Starburst Enterprise platform (SEP) supports materialized views with the Hive and Iceberg connectors. You can use to take a federated query and store the results local to SEP

Like regular views, materialized views standardize complex, analytical queries. With (SEP you can use these materialized with any query, including a federated query that accesses data in multiple catalogs and schemas. They provide a pre-computed result set to query against in physical storage, increasing query performance.

Materialized views created in a Hive catalog may be automatically refreshed, as discussed in this document.

Prerequisites #

Your SEP platform administrator or a data engineer with administrative access to SEP has to first enable materialized views in one or more Hive or Iceberg catalogs. Check with them to learn which catalogs are enabled, and which schemas may be used.

You also must have the necessary access privileges to create data in the schema designated in each enabled catalog.

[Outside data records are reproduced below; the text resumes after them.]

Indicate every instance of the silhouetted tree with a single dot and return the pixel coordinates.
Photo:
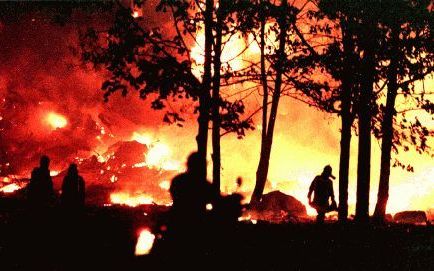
(156, 61)
(408, 43)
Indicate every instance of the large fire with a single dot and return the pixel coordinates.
(305, 139)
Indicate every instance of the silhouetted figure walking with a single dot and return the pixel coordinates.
(40, 188)
(73, 190)
(191, 193)
(322, 188)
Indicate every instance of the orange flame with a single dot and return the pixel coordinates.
(10, 188)
(124, 198)
(55, 120)
(144, 242)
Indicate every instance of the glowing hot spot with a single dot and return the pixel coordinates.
(130, 200)
(10, 188)
(56, 121)
(144, 242)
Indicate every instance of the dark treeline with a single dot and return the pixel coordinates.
(371, 50)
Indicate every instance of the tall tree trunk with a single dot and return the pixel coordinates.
(387, 132)
(216, 156)
(264, 160)
(264, 87)
(365, 117)
(205, 97)
(347, 121)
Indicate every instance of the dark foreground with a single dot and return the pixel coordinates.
(105, 238)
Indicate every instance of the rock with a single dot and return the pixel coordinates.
(278, 207)
(411, 217)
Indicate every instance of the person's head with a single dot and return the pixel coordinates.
(194, 163)
(44, 162)
(72, 170)
(327, 172)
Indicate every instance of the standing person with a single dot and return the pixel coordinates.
(322, 188)
(40, 188)
(191, 193)
(73, 189)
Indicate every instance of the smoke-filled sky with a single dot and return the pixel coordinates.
(40, 73)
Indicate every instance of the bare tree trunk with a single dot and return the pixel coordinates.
(264, 87)
(264, 160)
(205, 99)
(387, 133)
(347, 121)
(216, 155)
(365, 117)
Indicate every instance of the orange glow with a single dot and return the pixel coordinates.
(144, 242)
(54, 173)
(165, 184)
(10, 188)
(56, 121)
(124, 198)
(158, 155)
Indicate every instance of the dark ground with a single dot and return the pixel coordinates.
(104, 239)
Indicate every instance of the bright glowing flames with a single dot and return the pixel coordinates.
(158, 155)
(124, 198)
(10, 188)
(144, 242)
(165, 185)
(56, 121)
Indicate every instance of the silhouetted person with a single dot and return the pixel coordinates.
(322, 188)
(40, 189)
(191, 193)
(73, 189)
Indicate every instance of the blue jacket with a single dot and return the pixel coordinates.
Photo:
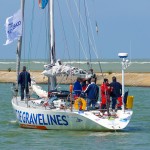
(92, 91)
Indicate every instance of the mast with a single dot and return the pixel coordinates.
(19, 45)
(52, 44)
(125, 64)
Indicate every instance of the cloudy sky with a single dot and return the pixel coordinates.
(124, 26)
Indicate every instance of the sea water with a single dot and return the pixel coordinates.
(108, 65)
(135, 136)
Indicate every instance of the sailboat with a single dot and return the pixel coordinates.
(57, 109)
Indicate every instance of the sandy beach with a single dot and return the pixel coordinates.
(131, 79)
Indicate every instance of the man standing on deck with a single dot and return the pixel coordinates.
(25, 81)
(116, 91)
(92, 94)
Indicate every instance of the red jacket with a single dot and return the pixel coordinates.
(105, 93)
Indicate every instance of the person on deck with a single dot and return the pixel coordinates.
(105, 95)
(25, 81)
(77, 88)
(92, 92)
(116, 91)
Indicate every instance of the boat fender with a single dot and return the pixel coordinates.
(80, 104)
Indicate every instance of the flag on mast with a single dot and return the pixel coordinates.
(13, 27)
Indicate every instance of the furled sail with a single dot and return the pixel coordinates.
(59, 68)
(43, 3)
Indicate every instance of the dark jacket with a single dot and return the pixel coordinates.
(116, 89)
(92, 91)
(24, 78)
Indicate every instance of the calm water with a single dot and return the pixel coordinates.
(108, 65)
(135, 136)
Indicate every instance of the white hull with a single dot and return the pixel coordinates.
(40, 117)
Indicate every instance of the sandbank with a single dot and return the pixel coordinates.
(131, 79)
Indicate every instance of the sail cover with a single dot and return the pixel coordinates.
(43, 3)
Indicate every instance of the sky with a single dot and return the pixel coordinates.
(124, 26)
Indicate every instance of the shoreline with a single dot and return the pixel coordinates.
(131, 79)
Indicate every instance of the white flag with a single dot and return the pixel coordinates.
(13, 27)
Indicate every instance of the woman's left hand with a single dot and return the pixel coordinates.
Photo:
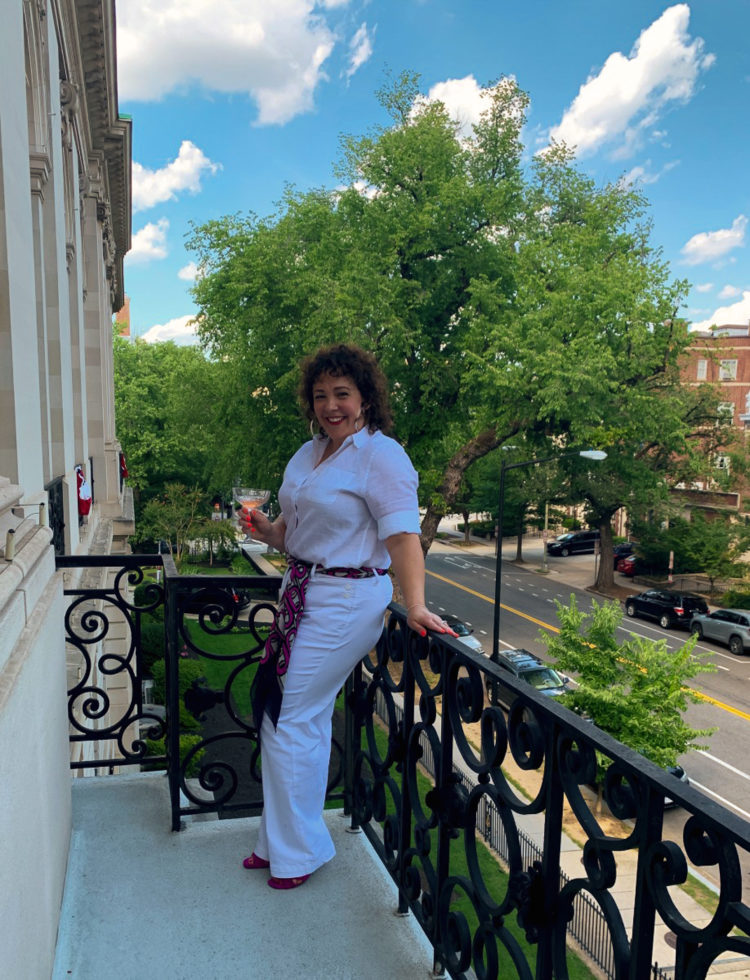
(420, 619)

Create and use a materialized view #

Any federated query that runs successfully in SEP can be used to create a materialized view. Materialized views in SEP are created in the same way as in other data platforms, with a CREATE MATERIALIZED VIEW statement. In the following example, the mysalescatalog has been configured to allow materialized views:

CREATE MATERIALIZED VIEW mysalescatalog.mysalesschema.mv_cust_tot_return AS
    SELECT
      sr_customer_sk ctr_customer_sk,
      sr_store_sk ctr_store_sk,
      sum(sr_return_amt) ctr_total_return
    FROM
    tpcds.sf1.store_returns,
    tpcds.sf1.date_dim
    WHERE ( (sr_returned_date_sk = d_date_sk) AND (d_year > 2000) )
    GROUP BY sr_customer_sk, sr_store_sk
;

Once a materialized view exists, you can query it like any regular table:

SELECT * FROM mycatalog.mysalesschema.mv_cust_tot_return;

Automatically refresh materialized views in Hive #

Hive catalogs in SEP configured to allow materialized views provide several WITH clause properties to configure refresh schedules and how new data is imported:

  • refresh_interval and cron: Choose one method to specify a refresh frequency.
  • max_import_duration: Specifies how long to allow a refresh to complete before failing.
  • grace_period: Specifies the amount of time in-flight queries can run against an expiring snapshot.
  • incremental_column: Specifies the column to be used to identify new data since the last refresh. If you do not use this field, SEP performs a full refresh.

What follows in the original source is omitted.